〔NY金〕9日ぶり反落=最高値更新、6日で途切れる―週間ではプラス(21日) 2025年03月22日 04時02分

 【ニューヨーク時事】週末21日のニューヨーク商品取引所(COMEX)の金塊先物相場は、週末を前に利益確定の動きが台頭し、9営業日ぶりに反落した。中心限月4月物の清算値(終値に相当)は前日比22.40ドル(0.74%)安の1オンス=3021.40ドル。ただ、週間では0.68%上昇し、3週連続のプラスとなった。
 この日の外国為替市場では、朝方の売りをこなした後、ドルが対主要通貨で上伸。これをきっかけにドル建て商品の割高感に着目した売りが台頭し、金相場は40ドル近く急落したが、その後は買い戻しに下げ幅を縮小した。
 今週は、景気先行き不安や地政学的リスクの高まりを背景に、安全資産としての金需要が継続。米連邦準備制度理事会(FRB)が連邦公開市場委員会(FOMC)で、年内の想定利下げ回数を2回に維持したことも利回りを生まない金への資金流入を促し、前日まで引けベースでの最高値更新が続いたが、6営業日連続で記録が途切れた。
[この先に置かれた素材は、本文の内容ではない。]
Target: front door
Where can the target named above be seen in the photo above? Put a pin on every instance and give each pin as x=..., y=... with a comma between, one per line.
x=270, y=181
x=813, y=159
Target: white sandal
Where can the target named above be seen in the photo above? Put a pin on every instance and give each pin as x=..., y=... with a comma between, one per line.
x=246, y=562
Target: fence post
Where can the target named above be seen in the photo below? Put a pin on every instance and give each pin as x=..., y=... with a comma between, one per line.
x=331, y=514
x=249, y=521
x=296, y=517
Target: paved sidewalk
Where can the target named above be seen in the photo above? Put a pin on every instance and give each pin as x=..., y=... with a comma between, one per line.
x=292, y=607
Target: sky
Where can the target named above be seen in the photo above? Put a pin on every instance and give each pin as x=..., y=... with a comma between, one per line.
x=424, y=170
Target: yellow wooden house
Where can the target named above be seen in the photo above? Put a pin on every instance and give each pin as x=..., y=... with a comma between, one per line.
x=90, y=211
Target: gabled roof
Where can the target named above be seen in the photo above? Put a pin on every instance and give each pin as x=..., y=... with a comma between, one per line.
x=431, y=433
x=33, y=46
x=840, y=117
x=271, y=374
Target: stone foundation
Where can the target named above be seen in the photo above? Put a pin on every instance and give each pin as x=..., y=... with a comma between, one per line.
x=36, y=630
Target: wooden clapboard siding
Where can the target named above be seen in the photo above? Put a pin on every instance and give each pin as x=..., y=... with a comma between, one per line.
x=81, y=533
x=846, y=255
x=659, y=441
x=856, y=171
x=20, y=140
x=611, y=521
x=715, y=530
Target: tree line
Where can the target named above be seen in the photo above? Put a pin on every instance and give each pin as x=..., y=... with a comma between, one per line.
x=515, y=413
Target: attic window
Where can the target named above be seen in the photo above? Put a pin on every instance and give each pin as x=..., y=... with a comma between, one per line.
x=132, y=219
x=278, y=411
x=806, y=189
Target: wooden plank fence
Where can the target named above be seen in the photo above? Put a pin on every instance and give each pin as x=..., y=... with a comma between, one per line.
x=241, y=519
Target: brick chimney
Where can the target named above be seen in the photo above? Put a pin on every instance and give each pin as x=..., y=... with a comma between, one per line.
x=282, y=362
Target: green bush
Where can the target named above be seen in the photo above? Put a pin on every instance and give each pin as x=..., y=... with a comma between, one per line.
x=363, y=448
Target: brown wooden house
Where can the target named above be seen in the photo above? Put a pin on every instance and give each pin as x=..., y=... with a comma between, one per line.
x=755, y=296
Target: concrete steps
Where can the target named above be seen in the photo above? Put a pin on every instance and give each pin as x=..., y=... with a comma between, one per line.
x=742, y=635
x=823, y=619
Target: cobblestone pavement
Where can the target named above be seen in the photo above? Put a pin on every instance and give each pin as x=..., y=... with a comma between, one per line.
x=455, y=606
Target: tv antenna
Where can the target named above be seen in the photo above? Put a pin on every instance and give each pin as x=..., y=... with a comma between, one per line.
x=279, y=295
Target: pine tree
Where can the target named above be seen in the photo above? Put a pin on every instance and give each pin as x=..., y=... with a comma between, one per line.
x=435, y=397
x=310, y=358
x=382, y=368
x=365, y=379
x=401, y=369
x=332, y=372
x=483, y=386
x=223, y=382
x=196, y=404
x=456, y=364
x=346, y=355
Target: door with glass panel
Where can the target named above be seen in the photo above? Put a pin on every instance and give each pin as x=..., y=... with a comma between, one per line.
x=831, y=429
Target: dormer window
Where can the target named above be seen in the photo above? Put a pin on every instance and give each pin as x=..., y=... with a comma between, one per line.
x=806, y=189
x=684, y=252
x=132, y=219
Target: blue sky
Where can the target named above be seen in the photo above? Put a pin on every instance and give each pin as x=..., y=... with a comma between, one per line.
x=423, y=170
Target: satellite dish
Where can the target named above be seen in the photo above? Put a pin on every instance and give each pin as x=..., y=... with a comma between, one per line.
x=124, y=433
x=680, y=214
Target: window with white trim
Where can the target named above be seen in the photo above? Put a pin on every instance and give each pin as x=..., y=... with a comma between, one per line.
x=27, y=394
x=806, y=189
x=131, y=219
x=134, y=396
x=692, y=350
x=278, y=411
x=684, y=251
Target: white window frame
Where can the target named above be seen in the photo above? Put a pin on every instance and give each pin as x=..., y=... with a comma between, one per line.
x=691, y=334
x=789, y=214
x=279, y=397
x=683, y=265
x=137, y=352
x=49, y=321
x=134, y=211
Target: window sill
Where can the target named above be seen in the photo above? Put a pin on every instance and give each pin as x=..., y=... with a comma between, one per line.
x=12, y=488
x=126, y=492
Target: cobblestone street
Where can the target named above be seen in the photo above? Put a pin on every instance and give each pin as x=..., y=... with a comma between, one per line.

 しかし、トランプ米大統領は19日、貿易相手国と同水準の関税を課す「相互関税」を予定通り4月2日に発動する意向を表明。貿易摩擦が今後激化し、世界経済の成長を下押しするとの懸念がくすぶっている。また、米政府はイランへの圧力を強化しているほか、イスラエルとイスラム組織ハマスの停戦合意は崩壊。さらに、ウクライナとロシアの全面的な停戦に向けた協議の行方も見通せない状況で、金相場が大幅な調整局面を迎える公算は小さいとの指摘が聞かれた。